Research Article - (2024) Volume 15, Issue 3
Received: 02-Nov-2020, Manuscript No. DMGP-24-7007; Editor assigned: 05-Nov-2020, Pre QC No. DMGP-24-7007 (PQ); Reviewed: 19-Nov-2020, QC No. DMGP-24-7007; Revised: 01-Aug-2024, Manuscript No. DMGP-24-7007 (R); Published: 29-Aug-2024, DOI: 10.4172/2153-0602.24.15.349
Background and objective: Breast cancer has become a common cancer in women. The early diagnosis of breast cancer has beneficial effects on the life patients. Due to difficulties in the disease, data mining techniques could help to facilitate the diagnosis, the current study amid to compare the efficiency of Genetic Algorithm (GA) and Multi- Layer Perceptron (MLP) in the diagnosis of the breast cancer.
Methods: The database used in this paper is provided by Tehran university of Motamed Cancer Institute (MCI) breast cancer research center. This database included 7,625 records; there were 4,008 patients (52.4%) with breast cancers (malignant) and the remaining 3,617 patients (47.6%) without breast cancers (benign). GA and MLP models were developed using 14 fields (risk factor) of the database. The present study divided the data into 10 folds where 1 fold for testing and 9 folds for training as a way of validating the 10-fold crossover validation. Ultimately, the comparison of the models was made based on sensitivity, specificity, accuracy and ROC indicators.

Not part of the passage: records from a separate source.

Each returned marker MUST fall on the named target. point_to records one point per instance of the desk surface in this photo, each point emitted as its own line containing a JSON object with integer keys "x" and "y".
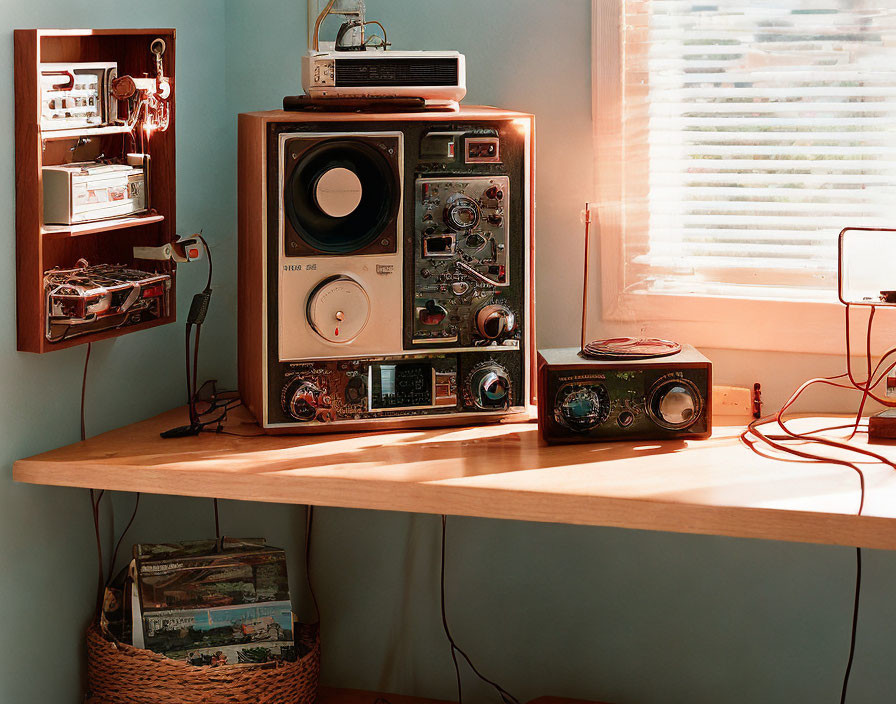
{"x": 715, "y": 486}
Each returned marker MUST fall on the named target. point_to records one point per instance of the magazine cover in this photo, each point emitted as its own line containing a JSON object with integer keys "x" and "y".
{"x": 249, "y": 654}
{"x": 194, "y": 576}
{"x": 176, "y": 632}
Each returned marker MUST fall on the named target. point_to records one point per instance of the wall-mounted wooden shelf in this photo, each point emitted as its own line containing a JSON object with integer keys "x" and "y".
{"x": 86, "y": 132}
{"x": 41, "y": 247}
{"x": 715, "y": 486}
{"x": 90, "y": 228}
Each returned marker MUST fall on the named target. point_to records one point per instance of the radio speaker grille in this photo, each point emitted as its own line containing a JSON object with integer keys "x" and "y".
{"x": 357, "y": 73}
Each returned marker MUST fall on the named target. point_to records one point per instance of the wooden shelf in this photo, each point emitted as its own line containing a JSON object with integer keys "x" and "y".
{"x": 41, "y": 247}
{"x": 716, "y": 486}
{"x": 89, "y": 228}
{"x": 330, "y": 695}
{"x": 84, "y": 132}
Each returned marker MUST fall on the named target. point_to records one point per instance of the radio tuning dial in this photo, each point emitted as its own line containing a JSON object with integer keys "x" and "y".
{"x": 495, "y": 320}
{"x": 303, "y": 400}
{"x": 355, "y": 390}
{"x": 462, "y": 212}
{"x": 490, "y": 387}
{"x": 674, "y": 404}
{"x": 338, "y": 309}
{"x": 582, "y": 408}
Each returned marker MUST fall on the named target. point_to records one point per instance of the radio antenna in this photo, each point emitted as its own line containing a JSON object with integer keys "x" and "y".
{"x": 585, "y": 276}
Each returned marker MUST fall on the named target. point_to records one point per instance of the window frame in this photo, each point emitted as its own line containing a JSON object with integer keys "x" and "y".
{"x": 705, "y": 321}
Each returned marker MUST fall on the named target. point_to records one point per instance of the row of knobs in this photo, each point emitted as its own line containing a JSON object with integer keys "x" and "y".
{"x": 673, "y": 404}
{"x": 305, "y": 401}
{"x": 338, "y": 310}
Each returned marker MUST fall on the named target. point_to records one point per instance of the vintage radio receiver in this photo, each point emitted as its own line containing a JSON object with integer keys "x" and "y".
{"x": 586, "y": 399}
{"x": 385, "y": 268}
{"x": 77, "y": 95}
{"x": 437, "y": 76}
{"x": 86, "y": 191}
{"x": 622, "y": 388}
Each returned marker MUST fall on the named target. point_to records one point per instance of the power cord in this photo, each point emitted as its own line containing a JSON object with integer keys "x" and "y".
{"x": 506, "y": 697}
{"x": 875, "y": 375}
{"x": 855, "y": 620}
{"x": 215, "y": 404}
{"x": 309, "y": 520}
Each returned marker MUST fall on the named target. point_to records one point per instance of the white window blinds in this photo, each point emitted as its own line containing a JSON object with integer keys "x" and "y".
{"x": 753, "y": 133}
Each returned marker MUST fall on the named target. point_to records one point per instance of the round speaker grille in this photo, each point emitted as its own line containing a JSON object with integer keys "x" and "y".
{"x": 341, "y": 195}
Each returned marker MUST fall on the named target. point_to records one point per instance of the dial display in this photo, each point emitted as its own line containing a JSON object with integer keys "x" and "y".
{"x": 581, "y": 407}
{"x": 401, "y": 385}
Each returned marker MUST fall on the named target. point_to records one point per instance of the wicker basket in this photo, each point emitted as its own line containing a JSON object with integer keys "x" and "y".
{"x": 122, "y": 674}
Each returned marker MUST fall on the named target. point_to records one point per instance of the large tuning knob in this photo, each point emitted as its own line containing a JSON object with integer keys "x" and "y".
{"x": 304, "y": 400}
{"x": 338, "y": 309}
{"x": 495, "y": 320}
{"x": 581, "y": 408}
{"x": 674, "y": 404}
{"x": 490, "y": 387}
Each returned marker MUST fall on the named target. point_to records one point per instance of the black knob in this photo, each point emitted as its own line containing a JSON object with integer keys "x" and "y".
{"x": 495, "y": 320}
{"x": 303, "y": 399}
{"x": 674, "y": 404}
{"x": 490, "y": 387}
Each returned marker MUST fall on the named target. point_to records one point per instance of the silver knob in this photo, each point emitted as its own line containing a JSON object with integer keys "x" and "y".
{"x": 490, "y": 388}
{"x": 675, "y": 404}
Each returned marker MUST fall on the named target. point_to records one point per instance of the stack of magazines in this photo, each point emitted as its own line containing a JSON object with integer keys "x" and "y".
{"x": 205, "y": 603}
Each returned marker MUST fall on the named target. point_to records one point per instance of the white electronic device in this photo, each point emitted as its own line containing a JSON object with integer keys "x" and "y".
{"x": 439, "y": 77}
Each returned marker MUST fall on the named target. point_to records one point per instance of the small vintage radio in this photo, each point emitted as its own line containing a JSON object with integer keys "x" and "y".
{"x": 622, "y": 388}
{"x": 385, "y": 268}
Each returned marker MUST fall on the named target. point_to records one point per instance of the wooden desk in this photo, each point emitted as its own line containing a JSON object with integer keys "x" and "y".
{"x": 715, "y": 486}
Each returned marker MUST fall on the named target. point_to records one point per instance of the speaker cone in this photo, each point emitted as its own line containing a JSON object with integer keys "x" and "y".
{"x": 341, "y": 196}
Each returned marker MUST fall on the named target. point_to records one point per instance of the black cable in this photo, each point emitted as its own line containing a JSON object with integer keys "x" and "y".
{"x": 506, "y": 696}
{"x": 121, "y": 538}
{"x": 84, "y": 392}
{"x": 94, "y": 499}
{"x": 855, "y": 621}
{"x": 190, "y": 402}
{"x": 309, "y": 518}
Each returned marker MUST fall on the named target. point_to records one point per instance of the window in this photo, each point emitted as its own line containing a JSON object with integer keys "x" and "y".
{"x": 750, "y": 133}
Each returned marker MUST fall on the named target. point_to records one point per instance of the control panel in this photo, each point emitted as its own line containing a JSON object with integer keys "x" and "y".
{"x": 461, "y": 263}
{"x": 330, "y": 391}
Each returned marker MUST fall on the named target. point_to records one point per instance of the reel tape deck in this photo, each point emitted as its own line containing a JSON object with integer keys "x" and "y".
{"x": 385, "y": 269}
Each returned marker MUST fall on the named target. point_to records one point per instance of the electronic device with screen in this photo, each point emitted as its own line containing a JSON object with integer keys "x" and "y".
{"x": 385, "y": 268}
{"x": 622, "y": 388}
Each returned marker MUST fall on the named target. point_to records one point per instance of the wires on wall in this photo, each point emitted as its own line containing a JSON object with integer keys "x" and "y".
{"x": 783, "y": 441}
{"x": 456, "y": 650}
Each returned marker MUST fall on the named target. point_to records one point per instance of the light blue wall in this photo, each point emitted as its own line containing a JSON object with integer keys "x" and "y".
{"x": 47, "y": 552}
{"x": 624, "y": 616}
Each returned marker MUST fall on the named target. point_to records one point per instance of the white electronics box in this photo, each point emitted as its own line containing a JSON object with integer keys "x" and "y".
{"x": 437, "y": 76}
{"x": 77, "y": 95}
{"x": 87, "y": 191}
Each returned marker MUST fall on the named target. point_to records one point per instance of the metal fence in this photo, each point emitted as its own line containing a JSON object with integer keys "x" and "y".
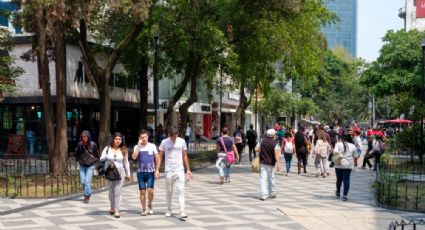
{"x": 28, "y": 176}
{"x": 400, "y": 184}
{"x": 406, "y": 224}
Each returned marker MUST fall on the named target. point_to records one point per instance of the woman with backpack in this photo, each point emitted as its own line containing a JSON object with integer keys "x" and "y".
{"x": 87, "y": 155}
{"x": 320, "y": 155}
{"x": 288, "y": 150}
{"x": 343, "y": 159}
{"x": 227, "y": 155}
{"x": 117, "y": 153}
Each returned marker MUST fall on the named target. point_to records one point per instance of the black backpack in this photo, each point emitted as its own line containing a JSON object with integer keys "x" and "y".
{"x": 252, "y": 138}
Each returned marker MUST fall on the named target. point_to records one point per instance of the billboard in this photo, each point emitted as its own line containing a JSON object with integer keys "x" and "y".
{"x": 420, "y": 8}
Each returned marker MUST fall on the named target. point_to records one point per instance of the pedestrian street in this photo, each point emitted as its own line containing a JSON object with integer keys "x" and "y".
{"x": 303, "y": 202}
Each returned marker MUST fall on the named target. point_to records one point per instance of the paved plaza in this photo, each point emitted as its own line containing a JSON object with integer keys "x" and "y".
{"x": 303, "y": 202}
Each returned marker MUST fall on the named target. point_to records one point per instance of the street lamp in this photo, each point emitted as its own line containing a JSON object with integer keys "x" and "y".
{"x": 155, "y": 86}
{"x": 422, "y": 97}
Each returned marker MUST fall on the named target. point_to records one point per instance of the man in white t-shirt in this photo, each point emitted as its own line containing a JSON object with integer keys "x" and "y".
{"x": 175, "y": 150}
{"x": 145, "y": 154}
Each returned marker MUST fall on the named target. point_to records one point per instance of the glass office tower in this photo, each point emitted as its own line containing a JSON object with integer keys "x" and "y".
{"x": 343, "y": 32}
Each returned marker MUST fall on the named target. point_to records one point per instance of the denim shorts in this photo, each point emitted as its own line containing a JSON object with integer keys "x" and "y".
{"x": 146, "y": 180}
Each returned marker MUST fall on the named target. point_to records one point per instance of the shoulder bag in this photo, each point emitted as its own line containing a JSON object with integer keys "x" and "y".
{"x": 230, "y": 156}
{"x": 87, "y": 158}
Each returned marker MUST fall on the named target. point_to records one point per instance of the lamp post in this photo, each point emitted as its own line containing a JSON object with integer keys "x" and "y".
{"x": 422, "y": 98}
{"x": 155, "y": 86}
{"x": 221, "y": 100}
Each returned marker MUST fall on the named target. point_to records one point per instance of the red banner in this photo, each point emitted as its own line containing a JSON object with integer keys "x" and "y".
{"x": 420, "y": 8}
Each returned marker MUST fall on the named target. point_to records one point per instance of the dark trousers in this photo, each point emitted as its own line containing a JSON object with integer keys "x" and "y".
{"x": 251, "y": 152}
{"x": 239, "y": 147}
{"x": 366, "y": 160}
{"x": 342, "y": 175}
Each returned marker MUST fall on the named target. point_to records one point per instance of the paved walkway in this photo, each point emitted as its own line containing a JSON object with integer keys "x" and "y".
{"x": 303, "y": 202}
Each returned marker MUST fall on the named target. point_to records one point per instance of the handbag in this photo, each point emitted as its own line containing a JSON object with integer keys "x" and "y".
{"x": 336, "y": 158}
{"x": 230, "y": 156}
{"x": 87, "y": 158}
{"x": 255, "y": 165}
{"x": 112, "y": 173}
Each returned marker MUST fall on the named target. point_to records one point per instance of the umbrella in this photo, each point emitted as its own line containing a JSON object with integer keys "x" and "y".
{"x": 398, "y": 121}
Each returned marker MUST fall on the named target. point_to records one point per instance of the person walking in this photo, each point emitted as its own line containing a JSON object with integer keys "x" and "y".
{"x": 320, "y": 153}
{"x": 174, "y": 150}
{"x": 117, "y": 153}
{"x": 369, "y": 153}
{"x": 301, "y": 149}
{"x": 187, "y": 135}
{"x": 288, "y": 150}
{"x": 146, "y": 155}
{"x": 87, "y": 155}
{"x": 225, "y": 145}
{"x": 239, "y": 139}
{"x": 269, "y": 151}
{"x": 358, "y": 143}
{"x": 251, "y": 137}
{"x": 343, "y": 167}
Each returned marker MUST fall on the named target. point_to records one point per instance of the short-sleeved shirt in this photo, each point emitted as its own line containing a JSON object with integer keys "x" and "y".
{"x": 173, "y": 152}
{"x": 146, "y": 158}
{"x": 228, "y": 142}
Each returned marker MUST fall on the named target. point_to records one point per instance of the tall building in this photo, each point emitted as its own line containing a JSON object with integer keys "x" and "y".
{"x": 343, "y": 32}
{"x": 413, "y": 14}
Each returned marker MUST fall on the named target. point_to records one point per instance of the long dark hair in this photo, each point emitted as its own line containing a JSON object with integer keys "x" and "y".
{"x": 122, "y": 146}
{"x": 347, "y": 138}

Findings: Sensitivity, specificity, accuracy and ROC under curve of the MLP model were 0.815, 76.27, 79.71 and 81.24 respectively. For the GA model, the note indicators respectively reported: 0.884, 86.32, 87.67 and 88.50. There was statistical significant difference between indicators of the two models (p-value<0.0001).
Conclusion: Both models had acceptable efficiencies in diagnosing breast cancer, that GA had better efficiency. The number of breast cancer risk factors and number of database records can cause different sensitivity, specificity, accuracy and ROC indicators. More breast cancer risk factors such as mutation types could help to developing more efficient GA and ANN models.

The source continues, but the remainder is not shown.